Le jugement sera infirmé en ce qu’il les a condamnés à payer au syndicat des copropriétaires la somme de 1 000 euros.
M. [J] et Mme [M] seront solidairement condamnés à payer la somme de 3 000 euros à titre de dommages et intérêts, toute cause de préjudice confondue.
Sur les demandes accessoires :
Aux termes de l’article 696 du Code de procédure civile « la partie perdante est condamnée aux dépens, à moins que le juge, par décision motivée, n’en mette la totalité ou une fraction, à la charge de l’autre partie ».
Par ailleurs l’article 700 du Code de procédure dispose que « Le juge condamne la partie tenue aux dépens ou qui perd son procès à payer :
1° A l’autre partie la somme qu’il détermine, au titre des frais exposés et non compris dans les dépens ;
2° Et, le cas échéant, à l’avocat du bénéficiaire de l’aide juridictionnelle partielle ou totale une somme au titre des honoraires et frais, non compris dans les dépens, que le bénéficiaire de l’aide aurait exposés s’il n’avait pas eu cette aide. Dans ce cas, il est procédé comme il est dit aux alinéas 3 et 4 de l’article 37 de la loi n° 91-647 du 10 juillet 1991.
Dans tous les cas, le juge tient compte de l’équité ou de la situation économique de la partie condamnée. Il peut, même d’office, pour des raisons tirées des mêmes considérations, dire qu’il n’y a pas lieu à ces condamnations. Néanmoins, s’il alloue une somme au titre du 2° du présent article, celle-ci ne peut être inférieure à la part contributive de l’Etat ».
Le jugement entrepris sera confirmé en ce qu’il a condamné M. [J] et Mme [M] aux dépens.
Succombant, M. [J] et Mme [M] seront condamnés in solidum à supporter les dépens de première instance et d’appel.
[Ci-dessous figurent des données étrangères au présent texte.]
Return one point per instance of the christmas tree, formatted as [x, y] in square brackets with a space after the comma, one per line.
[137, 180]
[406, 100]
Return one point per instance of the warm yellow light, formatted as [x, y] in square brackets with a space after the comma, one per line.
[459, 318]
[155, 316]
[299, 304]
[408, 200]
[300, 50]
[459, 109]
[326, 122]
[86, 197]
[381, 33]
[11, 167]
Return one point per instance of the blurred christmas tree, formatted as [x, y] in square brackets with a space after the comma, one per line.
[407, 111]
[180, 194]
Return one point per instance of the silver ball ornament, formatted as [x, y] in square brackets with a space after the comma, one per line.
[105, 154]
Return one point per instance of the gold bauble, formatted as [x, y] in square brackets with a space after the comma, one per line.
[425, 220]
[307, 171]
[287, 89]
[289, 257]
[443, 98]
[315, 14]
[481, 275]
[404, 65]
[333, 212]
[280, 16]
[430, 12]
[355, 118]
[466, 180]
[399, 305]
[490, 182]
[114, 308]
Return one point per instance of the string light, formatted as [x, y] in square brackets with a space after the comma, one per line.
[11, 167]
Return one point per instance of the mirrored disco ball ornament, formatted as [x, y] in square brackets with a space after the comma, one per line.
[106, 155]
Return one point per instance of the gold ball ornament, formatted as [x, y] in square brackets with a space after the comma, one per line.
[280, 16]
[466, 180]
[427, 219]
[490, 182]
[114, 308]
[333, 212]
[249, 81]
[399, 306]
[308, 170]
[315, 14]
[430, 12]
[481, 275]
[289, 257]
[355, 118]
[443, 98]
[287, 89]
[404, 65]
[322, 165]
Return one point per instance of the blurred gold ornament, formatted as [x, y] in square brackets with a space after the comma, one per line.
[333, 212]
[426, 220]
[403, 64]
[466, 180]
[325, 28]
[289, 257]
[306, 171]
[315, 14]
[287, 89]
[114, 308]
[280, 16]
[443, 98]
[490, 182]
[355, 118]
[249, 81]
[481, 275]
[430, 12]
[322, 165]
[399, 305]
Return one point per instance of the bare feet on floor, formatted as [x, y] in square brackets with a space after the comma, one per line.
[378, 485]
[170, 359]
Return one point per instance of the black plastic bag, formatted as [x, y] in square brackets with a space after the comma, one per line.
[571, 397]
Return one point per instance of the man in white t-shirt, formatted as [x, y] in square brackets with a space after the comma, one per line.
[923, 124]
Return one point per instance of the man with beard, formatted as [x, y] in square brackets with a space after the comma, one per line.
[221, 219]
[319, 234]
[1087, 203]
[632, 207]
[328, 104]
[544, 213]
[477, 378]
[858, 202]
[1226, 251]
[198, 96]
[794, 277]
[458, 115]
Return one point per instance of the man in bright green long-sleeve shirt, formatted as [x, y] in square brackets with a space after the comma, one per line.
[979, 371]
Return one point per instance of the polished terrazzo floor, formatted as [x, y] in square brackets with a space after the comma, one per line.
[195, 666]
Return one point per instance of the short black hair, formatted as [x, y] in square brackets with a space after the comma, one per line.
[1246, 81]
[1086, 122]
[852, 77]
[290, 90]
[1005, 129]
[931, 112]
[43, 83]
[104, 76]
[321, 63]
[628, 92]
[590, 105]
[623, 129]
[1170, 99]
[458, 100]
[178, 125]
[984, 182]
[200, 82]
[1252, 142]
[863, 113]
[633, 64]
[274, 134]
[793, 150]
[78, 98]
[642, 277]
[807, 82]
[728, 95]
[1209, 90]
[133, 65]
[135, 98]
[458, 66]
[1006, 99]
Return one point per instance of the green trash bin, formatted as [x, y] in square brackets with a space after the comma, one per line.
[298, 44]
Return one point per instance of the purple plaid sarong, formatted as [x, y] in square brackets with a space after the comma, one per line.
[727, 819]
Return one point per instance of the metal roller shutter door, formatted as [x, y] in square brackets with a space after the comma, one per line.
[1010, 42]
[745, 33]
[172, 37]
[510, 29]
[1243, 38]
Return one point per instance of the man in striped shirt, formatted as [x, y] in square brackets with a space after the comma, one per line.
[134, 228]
Il serait inéquitable de laisser au syndicat des copropriétaires les frais exposés pour sa défense. M. [J] et Mme [M] seront condamnés in solidum à lui verser la somme de 3000 euros sur le fondement de l’article 700 du code de procédure civile. Ils seront déboutés de leur demande formulée.
PAR CES MOTIFS :
La cour, statuant par arrêt contradictoire, par mise à disposition au greffe,
INFIRME le jugement entrepris en ce qu’il a :
— condamné solidairement M. [J] et Mme [M] à payer au syndicat des copropriétaires, de l’ensemble immobilier, sis [Adresse 3] (83), pris en la personne de son syndic en exercice, la somme de 1 000 euros, à titre de dommages et intérêts ;
CONFIRME le jugement entreprise pour le surplus ;
Statuant à nouveau et y ajoutant :
CONDAMNE solidairement M. [J] et Mme [M] à payer au syndicat des copropriétaires, de l’ensemble immobilier, sis [Adresse 3] (83), pris en la personne de son syndic en exercice, la somme de 3 000 euros, à titre de dommages et intérêts ;
CONDAMNE in solidum M. [J] et Mme [M] à payer au syndicat des copropriétaires, de l’ensemble immobilier, sis [Adresse 1], à [Localité 6] (83), pris en la personne de son syndic en exercice, la somme de 3 000 euros, en application de l’article 700 du code de procédure civile ;
CONDAMNE in solidum M. [J] et Mme [M] aux dépens d’appel.